We have seen a number of retail and restaurant CVA proposals in similar form aimed at reducing rental costs in order to rescue the company: the business’s lease portfolio is divided into categories, with various levels of reduction in rent, sometimes with a view to agreeing a surrender with certain landlords. These rent reductions will be imposed on landlords if 75% of the company’s creditors vote to approve the CVA (subject to very limited rights of appeal). Though this is a commonly-used proposal, it is certainly not the only option for a CVA and a company can make any proposal it wishes, subject only to achieving the 75% vote in favour.

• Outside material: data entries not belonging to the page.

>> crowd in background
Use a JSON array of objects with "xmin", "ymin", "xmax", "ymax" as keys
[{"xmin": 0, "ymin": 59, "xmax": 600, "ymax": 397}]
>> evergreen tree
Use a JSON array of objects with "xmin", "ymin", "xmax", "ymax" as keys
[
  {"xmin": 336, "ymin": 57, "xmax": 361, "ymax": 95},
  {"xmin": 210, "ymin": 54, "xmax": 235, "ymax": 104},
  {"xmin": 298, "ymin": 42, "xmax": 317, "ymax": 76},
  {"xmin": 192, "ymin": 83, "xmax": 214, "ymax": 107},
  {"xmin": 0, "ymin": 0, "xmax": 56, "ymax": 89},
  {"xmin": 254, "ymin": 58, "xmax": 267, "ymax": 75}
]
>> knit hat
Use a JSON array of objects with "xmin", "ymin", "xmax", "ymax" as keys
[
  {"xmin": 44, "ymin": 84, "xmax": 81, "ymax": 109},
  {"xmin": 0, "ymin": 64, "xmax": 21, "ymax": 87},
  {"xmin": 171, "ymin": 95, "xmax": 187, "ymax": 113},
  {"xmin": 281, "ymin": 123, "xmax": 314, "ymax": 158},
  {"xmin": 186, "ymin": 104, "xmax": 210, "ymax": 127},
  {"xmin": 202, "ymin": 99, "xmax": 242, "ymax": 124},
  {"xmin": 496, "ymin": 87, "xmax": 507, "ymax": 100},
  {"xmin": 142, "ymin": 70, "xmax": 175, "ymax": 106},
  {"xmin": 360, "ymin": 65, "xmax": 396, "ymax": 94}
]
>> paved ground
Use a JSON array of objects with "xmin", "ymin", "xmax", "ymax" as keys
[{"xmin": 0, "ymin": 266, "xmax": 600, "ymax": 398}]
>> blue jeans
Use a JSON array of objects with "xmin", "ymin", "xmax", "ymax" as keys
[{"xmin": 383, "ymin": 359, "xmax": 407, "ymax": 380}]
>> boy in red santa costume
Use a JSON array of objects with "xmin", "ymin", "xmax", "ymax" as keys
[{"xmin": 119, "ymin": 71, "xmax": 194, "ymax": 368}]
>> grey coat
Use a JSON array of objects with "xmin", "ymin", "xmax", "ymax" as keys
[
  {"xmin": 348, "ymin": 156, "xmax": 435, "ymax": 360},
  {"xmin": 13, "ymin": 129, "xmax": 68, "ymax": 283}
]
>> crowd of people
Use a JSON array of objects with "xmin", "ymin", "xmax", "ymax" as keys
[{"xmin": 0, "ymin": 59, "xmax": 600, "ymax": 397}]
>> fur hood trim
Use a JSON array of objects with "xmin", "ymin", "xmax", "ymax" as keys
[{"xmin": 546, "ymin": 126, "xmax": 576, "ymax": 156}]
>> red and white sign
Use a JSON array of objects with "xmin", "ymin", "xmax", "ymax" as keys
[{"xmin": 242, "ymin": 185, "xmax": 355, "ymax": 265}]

In an administration, a landlord cannot forfeit a lease without the consent of the administrators or the court. The administrators can choose whether or not to continue in occupation; if they do then the administrators must pay the full rent for the time of occupation of that property in priority to their own fees.
If the property is not needed for trading then the administrators are likely to be willing to hand back the keys (though they cannot surrender the lease without the landlord’s agreement). In short, the landlord will usually either receive the full rent for at least a period or be able to get the property back. Any unpaid amounts under the lease can be claimed from the company in administration.
Liquidators (as opposed to administrators) rarely trade the business of the insolvent company and so will usually be happy to agree a surrender to the landlord reasonably quickly (they cannot unilaterally surrender). The unique power of liquidators, however, is that they can disclaim leases on notice to the landlord so forcing the landlord to take back a property, possibly before the landlord has had the opportunity to find a new tenant.
It is clear that the impact of an insolvency on a property can be difficult to predict but a landlord can take steps to protect its position as far as possible by trying to avoid getting into arrears under the lease and keeping in touch with tenants to try to identify any issues as early as possible.